The above experimental studies have indicated that the three genes identified in the present study can promote cell death in different forms through a variety of pathways, with GRSF1 being the most significant one, which is closely related to the pathogenesis of AD. VSMCs play a critical role in the pathogenesis of AD, and their phenotypic transformation promotes pro-inflammatory responses and MMP production, eventually leading to degradation of extracellular matrix and weakening of the aortic wall[37]. A growing body of evidence suggests that programmed cell death pathways, including apoptosis, necroptosis, pyroptosis, and iron death, play a key role in VSMC loss[38]; however, there has been few in-depth studies on the anoikis of VSMCs. Based on our current bioinformatics analysis, differentially expressed ARGs have been demonstrated in both cases of AD and healthy controls, and various programmed cell death pathways might jointly promote the development of AD, which might provide new ideas and insights for the diagnosis of AD.

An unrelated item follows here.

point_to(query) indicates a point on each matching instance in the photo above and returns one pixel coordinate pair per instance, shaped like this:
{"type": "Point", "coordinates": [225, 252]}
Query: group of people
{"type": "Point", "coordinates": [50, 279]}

Some limitations to the present study also need to be mentioned. First, this study was conducted primarily using bioinformatic methods, thus, laboratory-based experiments are needed to verify these findings. To offset the above limitation, this study performed rigorous data analysis with reference to a large body of literature to ensure the reliability of results. Secondly, anoikis is a relatively new concept; although research on anoikis in the field of oncology has made significant progress, the specific mechanism of anoikis in the development of AD needs further investigation. To this end, the present study used bioinformatic methods to identify potential biomarkers for AD, which provided a strong basis for further experiments.